Interrogé sur une enquête menée par le président du Conseil scientifique Jean-François Delfraissy et relayée par Libération indiquant qu'environ 20% des lits des CHU et CHR de France seraient actuellement fermés faute de personnel, Olivier Véran a répondu en ces termes : «Oui, il y a un certain nombre d’unités dans des hôpitaux qui sont obligées de fermer temporairement, ou de réduire la voilure, faute de soignants, faute surtout de pouvoir en recruter [...] On constate une hausse de près d’un tiers des postes vacants chez les paramédicaux par rapport à l’automne 2019 [...] Les démissions augmentent plus significativement entre 2020 et 2021 qu’entre 2019 et 2020 [...] Certains soignants quittent l’hôpital parce qu’ils sont fatigués après vingt mois de crise sanitaire. Ces départs peuvent mettre en difficulté des équipes, des services parce que les recrutements sont aussi difficiles. C’est une réalité, et nous la prenons à bras-le-corps». Le ministre de la Santé a également évoqué le fait que, chez les étudiants infirmiers en formation entre 2018 et 2021, un peu plus d’un millier ont démissionné avant la fin de leurs études. «Une enquête sera lancée sur la question, je veux qu’on en comprenne les raisons», a-t-il précisé.
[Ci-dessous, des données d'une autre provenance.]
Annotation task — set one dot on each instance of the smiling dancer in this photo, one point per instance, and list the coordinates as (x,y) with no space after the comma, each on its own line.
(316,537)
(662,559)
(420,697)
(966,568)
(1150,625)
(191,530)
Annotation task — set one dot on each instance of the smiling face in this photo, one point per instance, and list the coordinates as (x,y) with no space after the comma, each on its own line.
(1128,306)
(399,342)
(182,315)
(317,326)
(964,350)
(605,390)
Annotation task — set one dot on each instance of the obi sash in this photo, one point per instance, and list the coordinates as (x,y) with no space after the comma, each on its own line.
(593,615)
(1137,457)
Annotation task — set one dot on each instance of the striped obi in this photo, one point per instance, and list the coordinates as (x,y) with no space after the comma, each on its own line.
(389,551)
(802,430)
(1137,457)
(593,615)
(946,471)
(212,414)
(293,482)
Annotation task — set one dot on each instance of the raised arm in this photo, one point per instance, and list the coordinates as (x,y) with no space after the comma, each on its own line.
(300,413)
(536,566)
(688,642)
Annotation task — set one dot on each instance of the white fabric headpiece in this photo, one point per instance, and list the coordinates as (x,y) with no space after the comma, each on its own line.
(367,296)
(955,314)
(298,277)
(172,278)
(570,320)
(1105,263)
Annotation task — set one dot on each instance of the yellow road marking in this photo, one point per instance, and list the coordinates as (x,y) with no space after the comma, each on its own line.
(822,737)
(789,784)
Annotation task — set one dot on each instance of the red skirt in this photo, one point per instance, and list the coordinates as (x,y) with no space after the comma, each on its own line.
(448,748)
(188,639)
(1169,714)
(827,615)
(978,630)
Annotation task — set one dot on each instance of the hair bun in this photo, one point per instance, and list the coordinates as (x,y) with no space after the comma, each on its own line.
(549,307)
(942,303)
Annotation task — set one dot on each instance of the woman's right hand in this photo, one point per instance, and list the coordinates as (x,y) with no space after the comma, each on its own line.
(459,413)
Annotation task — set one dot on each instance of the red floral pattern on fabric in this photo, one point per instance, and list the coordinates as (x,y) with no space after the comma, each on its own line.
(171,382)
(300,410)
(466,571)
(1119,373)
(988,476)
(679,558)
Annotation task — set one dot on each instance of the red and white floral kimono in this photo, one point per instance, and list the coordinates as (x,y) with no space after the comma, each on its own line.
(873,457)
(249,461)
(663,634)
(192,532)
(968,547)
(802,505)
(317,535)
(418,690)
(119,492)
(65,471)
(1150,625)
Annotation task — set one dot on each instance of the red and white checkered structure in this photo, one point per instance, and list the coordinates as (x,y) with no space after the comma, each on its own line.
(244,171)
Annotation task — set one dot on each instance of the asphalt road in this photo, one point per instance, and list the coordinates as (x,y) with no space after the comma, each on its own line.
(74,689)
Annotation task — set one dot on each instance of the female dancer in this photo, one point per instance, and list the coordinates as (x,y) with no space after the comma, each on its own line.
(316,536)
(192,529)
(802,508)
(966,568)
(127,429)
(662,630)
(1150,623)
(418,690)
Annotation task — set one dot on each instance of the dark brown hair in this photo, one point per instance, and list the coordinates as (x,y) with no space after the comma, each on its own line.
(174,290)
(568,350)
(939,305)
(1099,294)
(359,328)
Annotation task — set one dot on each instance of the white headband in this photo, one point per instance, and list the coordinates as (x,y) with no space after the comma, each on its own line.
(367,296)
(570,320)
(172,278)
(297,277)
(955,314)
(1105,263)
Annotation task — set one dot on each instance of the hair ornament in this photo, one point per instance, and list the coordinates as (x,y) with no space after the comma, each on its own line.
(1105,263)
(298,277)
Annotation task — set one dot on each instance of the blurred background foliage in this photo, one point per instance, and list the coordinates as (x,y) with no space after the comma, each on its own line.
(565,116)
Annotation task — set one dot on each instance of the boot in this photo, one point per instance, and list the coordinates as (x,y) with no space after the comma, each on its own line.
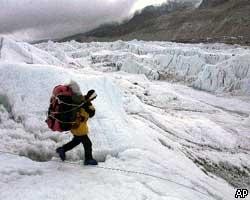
(61,153)
(90,162)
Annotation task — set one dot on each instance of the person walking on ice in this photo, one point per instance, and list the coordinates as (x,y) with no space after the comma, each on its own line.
(80,128)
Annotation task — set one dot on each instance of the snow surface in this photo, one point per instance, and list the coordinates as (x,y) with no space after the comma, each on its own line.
(197,139)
Je n’ai pas de médecins cachés dans le placard, ni des infirmières qui attendent dans une salle qu’on appuie sur un bouton pour les déployer dans les hôpitaux

Interrogé ensuite sur le «Ségur de la santé» entériné par le Parlement le 14 avril dernier, Olivier Véran a mis en avant les 10 milliards d’euros destinés à la hausse des salaires des soignants, ainsi que l'action du gouvernement «sur les perspectives de carrière ou la gouvernance», tout en reconnaissant avoir «bien conscience que cela ne suffit pas», car la problématique la plus importante réside dans «les conditions de travail dégradées à cause des sous-effectifs». «Mais je n’ai pas de médecins cachés dans le placard, ni des infirmières qui attendent dans une salle qu’on appuie sur un bouton pour les déployer dans les hôpitaux», déplore le ministre, avant de rejeter la faute sur ses prédécesseurs : «Je ne vais pas mentir aux gens. Il y a des décisions qui n’ont pas été prises il y a vingt ans, on les paye aujourd’hui. On ne réécrit pas l’histoire en un claquement de doigts, mais on peut inverser la vapeur maintenant». 
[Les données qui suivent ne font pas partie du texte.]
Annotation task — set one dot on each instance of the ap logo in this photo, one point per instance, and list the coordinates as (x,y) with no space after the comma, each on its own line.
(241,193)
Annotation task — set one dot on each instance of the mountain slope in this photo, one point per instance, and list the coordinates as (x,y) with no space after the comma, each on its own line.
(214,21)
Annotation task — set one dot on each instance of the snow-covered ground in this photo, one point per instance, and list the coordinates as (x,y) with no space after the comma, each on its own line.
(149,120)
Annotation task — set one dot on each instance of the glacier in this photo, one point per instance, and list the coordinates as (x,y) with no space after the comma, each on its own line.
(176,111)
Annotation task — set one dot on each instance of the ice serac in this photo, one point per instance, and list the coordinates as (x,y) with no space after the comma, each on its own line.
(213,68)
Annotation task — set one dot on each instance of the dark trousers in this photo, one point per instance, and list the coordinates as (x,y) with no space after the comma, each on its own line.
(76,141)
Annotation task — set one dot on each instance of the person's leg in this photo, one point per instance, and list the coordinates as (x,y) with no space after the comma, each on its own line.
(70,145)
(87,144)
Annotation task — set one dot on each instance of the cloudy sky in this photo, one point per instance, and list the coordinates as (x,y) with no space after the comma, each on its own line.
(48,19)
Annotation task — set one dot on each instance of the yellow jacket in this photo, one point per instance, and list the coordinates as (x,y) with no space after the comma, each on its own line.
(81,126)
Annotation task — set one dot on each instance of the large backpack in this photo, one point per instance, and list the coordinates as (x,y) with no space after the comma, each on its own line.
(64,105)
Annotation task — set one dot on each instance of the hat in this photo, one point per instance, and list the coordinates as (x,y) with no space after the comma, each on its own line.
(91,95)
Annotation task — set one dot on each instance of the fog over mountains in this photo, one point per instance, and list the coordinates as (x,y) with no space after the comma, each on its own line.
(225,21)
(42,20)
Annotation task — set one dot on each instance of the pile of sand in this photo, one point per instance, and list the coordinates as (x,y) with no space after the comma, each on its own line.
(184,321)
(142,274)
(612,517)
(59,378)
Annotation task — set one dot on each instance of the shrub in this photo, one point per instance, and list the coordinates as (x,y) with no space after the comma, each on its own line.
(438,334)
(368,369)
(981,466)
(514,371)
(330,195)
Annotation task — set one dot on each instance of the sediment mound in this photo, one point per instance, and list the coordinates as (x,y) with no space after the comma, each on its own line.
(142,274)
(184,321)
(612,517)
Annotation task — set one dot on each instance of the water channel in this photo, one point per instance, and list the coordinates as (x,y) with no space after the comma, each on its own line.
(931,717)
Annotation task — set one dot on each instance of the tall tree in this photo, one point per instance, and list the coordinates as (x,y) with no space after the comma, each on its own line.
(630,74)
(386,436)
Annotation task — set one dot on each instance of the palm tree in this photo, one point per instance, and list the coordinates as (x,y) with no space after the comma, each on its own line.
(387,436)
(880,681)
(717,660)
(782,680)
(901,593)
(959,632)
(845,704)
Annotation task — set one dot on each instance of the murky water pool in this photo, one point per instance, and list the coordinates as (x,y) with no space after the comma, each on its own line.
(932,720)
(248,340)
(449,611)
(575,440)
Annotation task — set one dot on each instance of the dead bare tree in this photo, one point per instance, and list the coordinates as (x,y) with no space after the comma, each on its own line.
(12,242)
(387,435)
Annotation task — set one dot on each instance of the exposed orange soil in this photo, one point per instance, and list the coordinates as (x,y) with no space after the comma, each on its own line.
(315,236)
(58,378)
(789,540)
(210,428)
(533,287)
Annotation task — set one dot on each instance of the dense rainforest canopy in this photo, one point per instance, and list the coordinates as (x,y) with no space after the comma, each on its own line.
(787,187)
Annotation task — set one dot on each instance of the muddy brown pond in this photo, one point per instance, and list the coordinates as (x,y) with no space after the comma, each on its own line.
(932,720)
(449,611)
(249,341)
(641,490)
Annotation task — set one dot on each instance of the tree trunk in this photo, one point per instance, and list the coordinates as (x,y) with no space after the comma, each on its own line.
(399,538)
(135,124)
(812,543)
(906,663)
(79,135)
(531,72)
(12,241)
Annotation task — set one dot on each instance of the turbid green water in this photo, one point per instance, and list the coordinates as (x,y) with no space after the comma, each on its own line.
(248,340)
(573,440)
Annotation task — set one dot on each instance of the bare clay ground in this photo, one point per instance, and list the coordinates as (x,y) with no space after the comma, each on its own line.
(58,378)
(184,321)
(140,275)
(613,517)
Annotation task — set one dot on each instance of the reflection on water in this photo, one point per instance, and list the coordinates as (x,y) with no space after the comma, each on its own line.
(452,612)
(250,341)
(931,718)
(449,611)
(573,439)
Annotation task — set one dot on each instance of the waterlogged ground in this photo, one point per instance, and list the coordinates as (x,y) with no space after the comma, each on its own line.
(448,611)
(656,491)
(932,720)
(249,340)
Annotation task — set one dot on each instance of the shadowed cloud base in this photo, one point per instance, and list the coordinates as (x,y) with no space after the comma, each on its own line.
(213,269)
Nous en avons fini avec le dogme de la fermeture de lits

«Il faut le dire, beaucoup de nos soignants sont épuisés par la charge mentale et le rythme de travail de la crise», a insisté Olivier Véran, tout en assurant que le gouvernement en avait «fini avec le dogme de la fermeture de lits».

Le 11 octobre, une enquête de l'Ordre national des infirmiers, réalisée auprès de 59 368 soignants, alertait sur les détériorations des conditions de travail dans la profession. Une large majorité des infirmiers ayant répondu à ce sondage y décrit «une organisation fragilisée, parfois même en risque de rupture, et un état de fatigue et de découragement avancés».
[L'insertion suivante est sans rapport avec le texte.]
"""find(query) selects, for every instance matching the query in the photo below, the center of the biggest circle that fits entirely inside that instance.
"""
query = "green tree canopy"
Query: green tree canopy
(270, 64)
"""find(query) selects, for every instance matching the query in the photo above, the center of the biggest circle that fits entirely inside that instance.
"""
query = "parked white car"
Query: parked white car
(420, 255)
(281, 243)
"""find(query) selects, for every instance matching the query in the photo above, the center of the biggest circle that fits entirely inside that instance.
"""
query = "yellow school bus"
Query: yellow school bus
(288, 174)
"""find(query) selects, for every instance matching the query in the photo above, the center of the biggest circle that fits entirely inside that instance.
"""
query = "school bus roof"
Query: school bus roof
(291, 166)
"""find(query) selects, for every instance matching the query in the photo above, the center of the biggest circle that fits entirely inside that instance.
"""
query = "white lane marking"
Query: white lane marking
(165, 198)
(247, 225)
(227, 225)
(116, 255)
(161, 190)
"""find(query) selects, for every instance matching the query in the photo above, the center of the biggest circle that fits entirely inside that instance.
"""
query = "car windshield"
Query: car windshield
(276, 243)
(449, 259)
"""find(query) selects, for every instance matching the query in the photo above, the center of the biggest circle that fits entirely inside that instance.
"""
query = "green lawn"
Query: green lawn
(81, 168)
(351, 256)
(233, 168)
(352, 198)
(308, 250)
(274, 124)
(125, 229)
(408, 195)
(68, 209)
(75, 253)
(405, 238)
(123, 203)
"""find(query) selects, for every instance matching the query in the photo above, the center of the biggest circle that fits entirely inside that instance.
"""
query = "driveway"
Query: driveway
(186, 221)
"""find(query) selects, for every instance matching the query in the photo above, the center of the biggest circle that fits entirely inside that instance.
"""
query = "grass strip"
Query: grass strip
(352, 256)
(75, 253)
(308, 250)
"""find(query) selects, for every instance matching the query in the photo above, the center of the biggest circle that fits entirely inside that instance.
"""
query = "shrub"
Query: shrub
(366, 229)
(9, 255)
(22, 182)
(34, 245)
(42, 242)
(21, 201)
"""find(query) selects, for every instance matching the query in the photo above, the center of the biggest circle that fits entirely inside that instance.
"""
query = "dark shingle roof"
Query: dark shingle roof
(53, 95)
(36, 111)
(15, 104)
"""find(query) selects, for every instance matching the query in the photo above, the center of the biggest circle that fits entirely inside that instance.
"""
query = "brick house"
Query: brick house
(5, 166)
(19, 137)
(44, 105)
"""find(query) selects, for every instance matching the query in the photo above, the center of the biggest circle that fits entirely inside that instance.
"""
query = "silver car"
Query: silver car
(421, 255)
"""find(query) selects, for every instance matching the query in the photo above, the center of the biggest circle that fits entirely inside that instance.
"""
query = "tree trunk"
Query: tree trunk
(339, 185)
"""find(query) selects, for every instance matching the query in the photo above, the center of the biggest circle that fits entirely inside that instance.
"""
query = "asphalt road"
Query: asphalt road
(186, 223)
Autre conséquence de l'épidémie de Covid-19 affectant les soignants : l'obligation vaccinale contre le Covid-19 qui est entrée en vigueur le 15 septembre pour 2,7 millions de professionnels du secteur de la santé. Depuis, des milliers de suspensions ont été signifiées à des personnels de santé non vaccinés contre le Covid-19.

A l'issue du Conseil des ministres le 27 octobre, le porte-parole du gouvernement Gabriel Attal a annoncé l'ouverture d'une enquête sur le sujet auprès des établissements de santé «pour objectiver la situation et son exploitation est en cours». «Les chiffres seront communiqués prochainement», a-t-il ajouté. Toutefois selon Gabriel Attal, le manque de personnel incomberait aux actions des précédents gouvernements : «On ne rattrape pas trente ans en quatre ans.»